The (first) (second) third (fourth) (fifth) draft slump is real, y’all.
I tend to be a pretty slow drafter, but that’s because I like my first drafts to be as full as possible, not just snippets of scenes or bits of dialogue. A lot of my writer friends word vomit whatever’s on their mind and then work backwards for draft two, filling in as need be. It works for them, and it might work for you.
It doesn’t for me. I’ve tried. My first-draft game-plan is always overwrite. I work best when I have too much rather than too little. And I think that’s because I like to lose myself in the first draft, see where the character/place/plot wants to take me as opposed to where I want to take them.
My WIP has been a weird experience. Like writing takes up a weird part of my brain, and not just some, but all. If I’m not writing, I’m thinking about writing, and if I am writing, well, I’m actually (hopefully) getting stuff done. And I’ve found that the more drafts I have, the stranger the experience.
Unfortunately, Draft 3 requires a lot of heavy-lifting.
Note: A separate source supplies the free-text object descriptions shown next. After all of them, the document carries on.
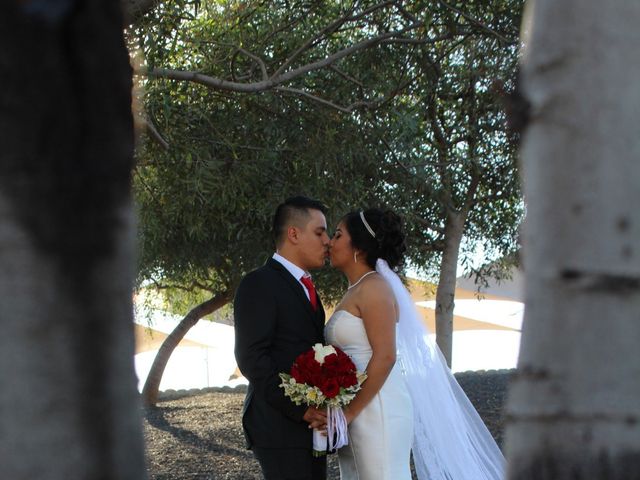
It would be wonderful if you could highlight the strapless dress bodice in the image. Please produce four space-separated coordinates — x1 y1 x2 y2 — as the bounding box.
324 309 373 371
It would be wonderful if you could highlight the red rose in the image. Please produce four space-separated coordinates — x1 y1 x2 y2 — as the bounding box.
320 378 340 398
291 365 306 383
338 374 357 388
293 350 322 381
323 353 339 368
334 349 356 374
288 346 360 392
308 372 323 388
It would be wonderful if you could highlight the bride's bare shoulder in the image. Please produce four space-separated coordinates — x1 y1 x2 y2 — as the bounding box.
356 274 397 322
360 274 394 301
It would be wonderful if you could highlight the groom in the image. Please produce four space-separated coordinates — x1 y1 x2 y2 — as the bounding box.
234 196 330 480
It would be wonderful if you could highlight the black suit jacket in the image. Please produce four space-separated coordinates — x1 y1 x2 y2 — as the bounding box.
234 258 325 449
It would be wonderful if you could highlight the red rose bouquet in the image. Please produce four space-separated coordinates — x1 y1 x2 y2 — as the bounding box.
279 343 367 456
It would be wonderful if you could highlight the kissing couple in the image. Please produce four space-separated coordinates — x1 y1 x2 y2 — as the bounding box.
234 196 505 480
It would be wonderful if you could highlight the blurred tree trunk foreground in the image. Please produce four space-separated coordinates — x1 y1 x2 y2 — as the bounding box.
0 2 146 479
506 1 640 479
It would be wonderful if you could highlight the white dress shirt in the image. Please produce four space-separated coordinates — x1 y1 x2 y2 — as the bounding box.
272 252 311 300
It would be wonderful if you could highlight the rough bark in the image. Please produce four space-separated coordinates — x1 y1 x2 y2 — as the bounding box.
435 212 465 367
505 1 640 478
121 0 161 25
142 292 232 406
0 1 146 479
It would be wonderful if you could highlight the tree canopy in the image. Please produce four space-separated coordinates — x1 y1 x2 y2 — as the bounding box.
130 0 525 390
132 0 523 289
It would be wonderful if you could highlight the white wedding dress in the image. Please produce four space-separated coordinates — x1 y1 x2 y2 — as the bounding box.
325 310 414 480
324 261 505 480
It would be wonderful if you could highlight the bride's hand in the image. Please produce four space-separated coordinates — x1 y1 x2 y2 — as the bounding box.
303 406 327 430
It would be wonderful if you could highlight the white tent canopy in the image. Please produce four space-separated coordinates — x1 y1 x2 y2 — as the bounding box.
134 308 244 391
414 267 524 371
134 267 523 390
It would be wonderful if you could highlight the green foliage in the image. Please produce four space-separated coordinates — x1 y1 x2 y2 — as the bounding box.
130 0 525 307
133 71 383 303
367 0 525 277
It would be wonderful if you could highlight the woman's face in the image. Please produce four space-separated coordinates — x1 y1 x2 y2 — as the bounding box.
329 221 355 269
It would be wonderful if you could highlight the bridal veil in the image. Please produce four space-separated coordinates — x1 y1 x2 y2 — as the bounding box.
376 259 505 480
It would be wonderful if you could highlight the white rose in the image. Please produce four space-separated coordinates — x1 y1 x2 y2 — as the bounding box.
312 343 336 365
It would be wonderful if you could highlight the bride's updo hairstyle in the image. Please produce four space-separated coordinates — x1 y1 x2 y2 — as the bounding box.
343 208 406 269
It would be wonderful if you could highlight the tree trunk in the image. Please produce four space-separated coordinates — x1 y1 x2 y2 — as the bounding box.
142 292 231 406
435 211 465 367
505 1 640 478
0 2 146 479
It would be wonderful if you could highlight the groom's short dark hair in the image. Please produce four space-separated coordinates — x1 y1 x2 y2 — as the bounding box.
273 196 327 247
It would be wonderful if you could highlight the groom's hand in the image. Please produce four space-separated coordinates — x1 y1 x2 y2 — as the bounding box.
303 407 327 430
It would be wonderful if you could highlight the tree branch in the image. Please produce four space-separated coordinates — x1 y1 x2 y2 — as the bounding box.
462 168 481 215
270 0 408 79
231 46 269 81
394 2 419 24
461 64 482 215
143 117 169 150
329 65 365 88
426 97 455 210
141 67 275 92
378 137 446 237
274 68 417 113
151 278 216 294
140 24 423 93
133 166 165 217
270 1 361 79
438 1 514 45
414 214 446 236
379 33 455 45
273 87 380 113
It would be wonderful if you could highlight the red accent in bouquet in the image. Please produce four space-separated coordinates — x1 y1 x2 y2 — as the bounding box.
279 343 367 456
289 347 358 398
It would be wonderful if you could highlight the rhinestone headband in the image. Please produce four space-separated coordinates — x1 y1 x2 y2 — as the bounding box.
359 211 376 238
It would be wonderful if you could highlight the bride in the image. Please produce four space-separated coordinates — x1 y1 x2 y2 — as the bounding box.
325 208 505 480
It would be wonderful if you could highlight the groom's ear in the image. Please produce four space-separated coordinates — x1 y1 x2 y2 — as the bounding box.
287 226 300 244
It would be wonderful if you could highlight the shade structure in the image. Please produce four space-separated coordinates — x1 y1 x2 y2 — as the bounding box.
133 266 524 389
134 323 208 354
406 276 523 333
415 303 518 333
324 276 522 333
133 308 240 391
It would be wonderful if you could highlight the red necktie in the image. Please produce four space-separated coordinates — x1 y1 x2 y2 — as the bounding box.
300 275 318 311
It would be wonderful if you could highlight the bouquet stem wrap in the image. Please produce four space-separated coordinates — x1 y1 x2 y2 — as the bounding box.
327 406 348 451
279 344 367 458
311 406 348 456
312 428 326 457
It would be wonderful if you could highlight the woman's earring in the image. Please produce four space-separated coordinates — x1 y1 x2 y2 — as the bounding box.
354 252 358 263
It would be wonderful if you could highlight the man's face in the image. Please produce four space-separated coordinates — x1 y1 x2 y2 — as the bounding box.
295 209 330 270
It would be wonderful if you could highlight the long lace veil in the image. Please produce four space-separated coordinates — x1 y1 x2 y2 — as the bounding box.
376 259 506 480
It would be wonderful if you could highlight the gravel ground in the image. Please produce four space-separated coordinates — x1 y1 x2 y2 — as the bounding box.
144 369 514 479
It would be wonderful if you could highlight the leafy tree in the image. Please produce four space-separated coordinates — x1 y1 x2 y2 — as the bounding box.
134 78 387 403
131 0 525 404
131 0 432 405
134 0 429 111
369 0 524 364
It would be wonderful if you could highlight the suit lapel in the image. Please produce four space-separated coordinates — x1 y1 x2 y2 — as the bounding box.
314 295 326 339
267 258 318 321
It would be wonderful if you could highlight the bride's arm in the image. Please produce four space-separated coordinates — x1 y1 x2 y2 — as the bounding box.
343 278 397 424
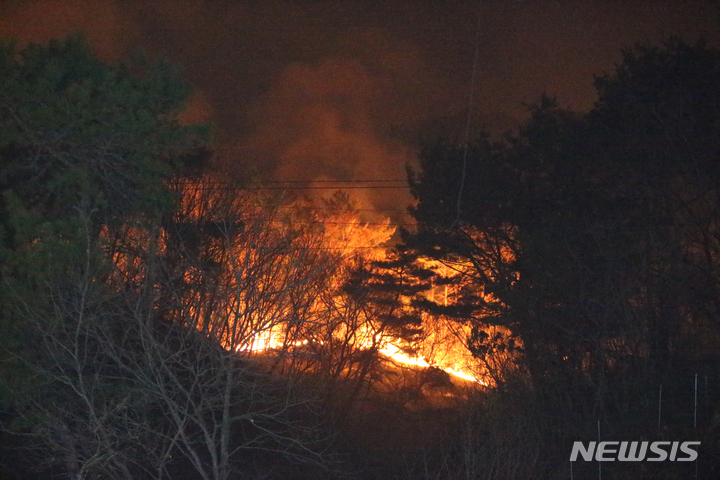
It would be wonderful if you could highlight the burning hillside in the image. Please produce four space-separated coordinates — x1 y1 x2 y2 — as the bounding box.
147 176 506 392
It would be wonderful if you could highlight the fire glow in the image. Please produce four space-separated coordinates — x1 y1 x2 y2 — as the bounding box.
378 343 482 383
157 179 496 390
236 329 483 384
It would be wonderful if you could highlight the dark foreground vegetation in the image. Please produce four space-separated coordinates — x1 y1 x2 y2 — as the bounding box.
0 35 719 479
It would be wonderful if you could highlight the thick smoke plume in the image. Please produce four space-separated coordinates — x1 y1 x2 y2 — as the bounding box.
3 0 719 216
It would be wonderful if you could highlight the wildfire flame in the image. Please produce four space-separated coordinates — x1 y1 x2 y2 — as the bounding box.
235 325 485 384
112 177 501 392
379 343 483 383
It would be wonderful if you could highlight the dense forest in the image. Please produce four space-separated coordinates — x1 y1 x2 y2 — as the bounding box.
0 36 718 480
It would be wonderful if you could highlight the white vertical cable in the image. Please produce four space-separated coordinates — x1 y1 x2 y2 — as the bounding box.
452 0 483 228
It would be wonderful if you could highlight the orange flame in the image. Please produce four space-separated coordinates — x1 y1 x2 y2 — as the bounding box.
109 177 508 389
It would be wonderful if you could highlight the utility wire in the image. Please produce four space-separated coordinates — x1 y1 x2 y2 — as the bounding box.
246 185 410 190
196 185 409 191
306 221 416 226
175 181 410 191
452 0 483 228
177 179 407 184
282 207 408 213
251 179 407 184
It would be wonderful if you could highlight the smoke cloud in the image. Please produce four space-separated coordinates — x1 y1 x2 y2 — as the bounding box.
2 0 719 216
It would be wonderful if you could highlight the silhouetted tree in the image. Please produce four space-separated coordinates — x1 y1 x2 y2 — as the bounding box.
401 38 720 478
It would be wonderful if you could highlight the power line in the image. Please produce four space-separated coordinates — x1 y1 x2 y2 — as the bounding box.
293 246 389 250
281 207 409 213
453 0 483 228
176 183 410 191
221 218 414 227
177 179 408 184
252 179 408 184
203 245 391 251
238 186 410 190
175 179 410 188
172 191 411 213
306 221 416 227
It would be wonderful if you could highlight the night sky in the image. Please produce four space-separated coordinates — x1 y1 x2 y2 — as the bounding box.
2 0 719 214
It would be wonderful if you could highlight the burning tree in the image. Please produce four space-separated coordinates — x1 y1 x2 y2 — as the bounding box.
0 37 337 480
160 179 438 413
398 39 720 479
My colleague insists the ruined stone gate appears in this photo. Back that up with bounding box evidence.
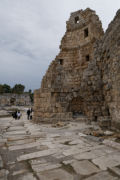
[34,8,120,130]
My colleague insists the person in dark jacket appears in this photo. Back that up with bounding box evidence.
[27,109,31,120]
[12,111,17,120]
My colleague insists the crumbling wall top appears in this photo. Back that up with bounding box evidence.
[66,8,103,33]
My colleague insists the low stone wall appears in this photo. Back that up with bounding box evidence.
[0,93,31,106]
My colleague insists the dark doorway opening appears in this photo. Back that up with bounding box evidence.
[58,59,64,65]
[84,28,89,38]
[86,55,90,61]
[75,16,79,24]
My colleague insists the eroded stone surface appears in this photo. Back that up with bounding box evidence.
[17,149,57,162]
[31,163,62,173]
[34,8,120,132]
[70,160,100,175]
[109,167,120,177]
[0,155,3,168]
[17,173,37,180]
[0,111,120,180]
[37,168,74,180]
[92,153,120,170]
[84,171,119,180]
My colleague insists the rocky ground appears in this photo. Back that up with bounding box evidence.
[0,109,120,180]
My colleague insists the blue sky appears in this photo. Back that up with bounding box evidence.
[0,0,120,91]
I have restructuring to do, have to move a character from the past into the present and change how my MFC sees that character. (This is probably the part I’m looking forward to the least because even though I accomplished what I’d set out to do with that character, it isn’t working with the rest of the draft.) And moving them into the present will raise the stakes and make everything more heartbreaking when it all falls apart.
It’s not just the moving that’s hard. I basically write every draft from scratch, and each time, I have to grieve with my MFC all over again. That is probably the strangest part. In real life, I’m overly emotional. I’m almost always crying over music and books, living in the past, getting angry over everything and nothing at all. As a writer, I tend to put it all on the page. I want readers to feel, to grieve and laugh and think while they read. I want it to be a visceral experience. I want them to close the book and basically be a mess of emotions.
So, really, I guess this slump is mostly due to feeling overwhelmed by the amount of work that needs to be done in this draft, but also longing to write a new story so I can stop grieving someone who isn’t even real. But here I am, lacking commitment to the things I create, and it’s borderline devastating.
My mind is a mess. Heck, I started this blog with the intent of keeping track of my writing. But I haven’t posted in a month, and that, despite the newness, despite the excitement of this project, leaves me feeling guilty. Because all I do anymore is start things and not finish.
In the past, I’ve taken up a slew of things: writing nonfiction, knitting, cross-stitching, baking, eating healthy, going to the gym regularly, a dozen or so Stephen King novels the size of an encyclopedia, yoga, mindfulness, painting, TV shows, writing poetry, a face-wash routine, making my bed every morning, growing plants. I have opened more books and started writing more stories than I can count. I’m always trying to do something, but I hardly ever finish. As a writer, as a creator, I want to finish things. But why. Can’t. I. Finish. This. Draft?
If you’re out there lying (laying? I’ll honestly never know the right one) on the floor, feeling some of these frustrations, I’d love to know how you fight these slumps, how you keep up writing and creating when finishing something feels out of the realm of possibility.